In absolute dollar terms using purchase power parity figures from the World Development Indicators, China had a $6.1 trillion economy in 2003, compared to a U.S. GDP, in similar terms, of $10.3 trillion (in 2000 U.S. dollars). China's economy is slightly more than half the size of the U.S. economy, which means if America is a 97-lb. weakling, China must be a 57-lb. skeleton.

 

The real concern is growth, and the Chinese growth rate of 10 percent translates into $610 billion in additional productive capacity per year. The U.S. growth rate may be slower, but it is based on a much larger GDP, translating into $371 billion of absolute growth per year. Keep in mind that the economics of growth become much more challenging as a country approaches the productivity frontier. China is growing by catching up-that is, reforming its economy based on principles and institutions pioneered in the West.
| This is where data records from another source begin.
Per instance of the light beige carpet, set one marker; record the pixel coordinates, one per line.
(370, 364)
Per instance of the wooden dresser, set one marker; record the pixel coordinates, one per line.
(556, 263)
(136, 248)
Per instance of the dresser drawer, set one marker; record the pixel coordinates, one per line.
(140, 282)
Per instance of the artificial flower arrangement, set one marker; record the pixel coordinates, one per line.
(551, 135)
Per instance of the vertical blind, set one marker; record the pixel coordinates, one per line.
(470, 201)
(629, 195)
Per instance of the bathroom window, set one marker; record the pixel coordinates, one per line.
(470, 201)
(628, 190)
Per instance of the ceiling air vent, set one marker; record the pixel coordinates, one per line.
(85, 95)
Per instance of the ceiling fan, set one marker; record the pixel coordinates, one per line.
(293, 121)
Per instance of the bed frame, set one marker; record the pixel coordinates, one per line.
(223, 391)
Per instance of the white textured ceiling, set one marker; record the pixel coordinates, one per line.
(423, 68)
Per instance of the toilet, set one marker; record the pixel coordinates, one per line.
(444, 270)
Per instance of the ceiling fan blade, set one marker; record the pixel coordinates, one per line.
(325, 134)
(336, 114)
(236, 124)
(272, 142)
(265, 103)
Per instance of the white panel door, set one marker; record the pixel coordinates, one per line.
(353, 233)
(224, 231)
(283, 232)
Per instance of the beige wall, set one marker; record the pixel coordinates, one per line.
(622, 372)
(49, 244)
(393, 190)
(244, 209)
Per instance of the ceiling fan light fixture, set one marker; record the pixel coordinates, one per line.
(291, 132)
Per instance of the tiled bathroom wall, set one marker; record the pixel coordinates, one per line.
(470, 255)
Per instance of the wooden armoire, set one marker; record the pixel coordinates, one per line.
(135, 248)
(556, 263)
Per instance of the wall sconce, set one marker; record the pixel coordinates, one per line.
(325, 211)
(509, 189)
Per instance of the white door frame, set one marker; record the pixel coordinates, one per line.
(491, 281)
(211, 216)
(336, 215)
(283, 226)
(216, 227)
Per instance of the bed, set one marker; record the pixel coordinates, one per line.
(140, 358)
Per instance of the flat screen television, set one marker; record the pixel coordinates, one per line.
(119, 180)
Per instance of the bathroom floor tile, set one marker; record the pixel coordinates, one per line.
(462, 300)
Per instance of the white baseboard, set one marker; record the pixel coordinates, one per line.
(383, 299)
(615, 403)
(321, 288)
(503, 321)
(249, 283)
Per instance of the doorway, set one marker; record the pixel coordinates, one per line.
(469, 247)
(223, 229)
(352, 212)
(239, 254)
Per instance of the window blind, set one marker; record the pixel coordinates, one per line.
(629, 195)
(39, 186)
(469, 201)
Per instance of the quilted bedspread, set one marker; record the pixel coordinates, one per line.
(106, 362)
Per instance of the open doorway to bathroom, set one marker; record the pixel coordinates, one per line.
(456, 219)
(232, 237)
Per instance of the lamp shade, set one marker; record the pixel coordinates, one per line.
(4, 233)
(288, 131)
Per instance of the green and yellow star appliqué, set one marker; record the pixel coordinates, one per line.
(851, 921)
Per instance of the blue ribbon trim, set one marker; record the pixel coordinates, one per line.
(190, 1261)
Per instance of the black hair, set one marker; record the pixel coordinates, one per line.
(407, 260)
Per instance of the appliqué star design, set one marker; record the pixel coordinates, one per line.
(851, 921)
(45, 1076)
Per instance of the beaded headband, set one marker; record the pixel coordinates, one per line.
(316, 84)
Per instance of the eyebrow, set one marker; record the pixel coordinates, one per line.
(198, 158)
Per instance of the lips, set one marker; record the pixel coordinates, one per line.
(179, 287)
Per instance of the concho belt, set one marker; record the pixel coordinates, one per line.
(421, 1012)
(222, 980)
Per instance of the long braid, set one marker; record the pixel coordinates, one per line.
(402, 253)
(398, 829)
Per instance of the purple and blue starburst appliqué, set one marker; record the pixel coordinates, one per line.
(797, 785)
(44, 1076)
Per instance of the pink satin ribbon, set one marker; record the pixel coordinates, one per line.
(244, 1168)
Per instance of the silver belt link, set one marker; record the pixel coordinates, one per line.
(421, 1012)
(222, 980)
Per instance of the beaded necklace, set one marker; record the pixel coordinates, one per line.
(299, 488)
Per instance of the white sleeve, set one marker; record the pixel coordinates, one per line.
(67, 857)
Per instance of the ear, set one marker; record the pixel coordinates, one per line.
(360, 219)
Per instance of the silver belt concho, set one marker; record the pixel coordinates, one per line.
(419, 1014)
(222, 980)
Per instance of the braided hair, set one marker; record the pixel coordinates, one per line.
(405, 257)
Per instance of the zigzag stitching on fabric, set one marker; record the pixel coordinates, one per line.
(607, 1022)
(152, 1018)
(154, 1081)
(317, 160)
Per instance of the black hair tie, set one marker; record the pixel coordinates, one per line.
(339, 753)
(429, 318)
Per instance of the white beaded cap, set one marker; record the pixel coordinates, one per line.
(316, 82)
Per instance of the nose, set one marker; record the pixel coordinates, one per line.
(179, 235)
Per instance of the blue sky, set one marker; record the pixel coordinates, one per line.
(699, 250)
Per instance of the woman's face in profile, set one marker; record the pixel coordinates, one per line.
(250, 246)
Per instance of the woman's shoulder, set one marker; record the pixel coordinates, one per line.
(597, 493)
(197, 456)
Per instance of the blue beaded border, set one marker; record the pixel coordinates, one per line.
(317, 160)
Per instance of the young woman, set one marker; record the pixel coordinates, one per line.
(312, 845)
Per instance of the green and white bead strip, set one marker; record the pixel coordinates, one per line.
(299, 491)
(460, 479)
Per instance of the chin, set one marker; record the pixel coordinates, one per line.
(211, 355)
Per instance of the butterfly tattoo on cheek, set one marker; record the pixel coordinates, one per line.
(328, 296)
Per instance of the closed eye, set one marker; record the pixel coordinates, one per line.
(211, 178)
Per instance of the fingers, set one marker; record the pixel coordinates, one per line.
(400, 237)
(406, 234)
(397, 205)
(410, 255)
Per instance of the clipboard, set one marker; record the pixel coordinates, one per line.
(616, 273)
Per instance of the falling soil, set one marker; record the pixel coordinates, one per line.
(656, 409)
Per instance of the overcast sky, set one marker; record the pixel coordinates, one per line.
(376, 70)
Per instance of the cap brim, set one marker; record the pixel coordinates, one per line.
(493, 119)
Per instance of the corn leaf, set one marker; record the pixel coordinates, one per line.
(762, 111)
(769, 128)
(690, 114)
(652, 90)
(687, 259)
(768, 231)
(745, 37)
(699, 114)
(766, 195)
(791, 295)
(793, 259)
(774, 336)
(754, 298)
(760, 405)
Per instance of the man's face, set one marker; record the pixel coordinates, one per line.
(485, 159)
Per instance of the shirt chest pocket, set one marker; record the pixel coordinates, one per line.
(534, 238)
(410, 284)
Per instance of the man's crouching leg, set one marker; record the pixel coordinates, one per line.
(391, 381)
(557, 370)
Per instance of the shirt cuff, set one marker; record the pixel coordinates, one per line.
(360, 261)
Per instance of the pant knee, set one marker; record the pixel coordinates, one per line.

America's growth is based entirely on the discovery of new techniques, technologies, and institutions. Nations in the past that grew rapidly towards the frontier found their momentum stall out when the catch-up process was fully exploited (usually around 80 to 90 percent of comparable per capita productivity). In per-capita terms, America will remain the productivity leader for decades to come, and even longer if it maintains its culture of innovation and freedom.

 

Tim Kane, Ph.D., is Bradley Fellow in Labor Policy, and Rea S. Hederman, Jr., is Senior Policy Analyst, in the Center for Data Analysis at The Heritage Foundation.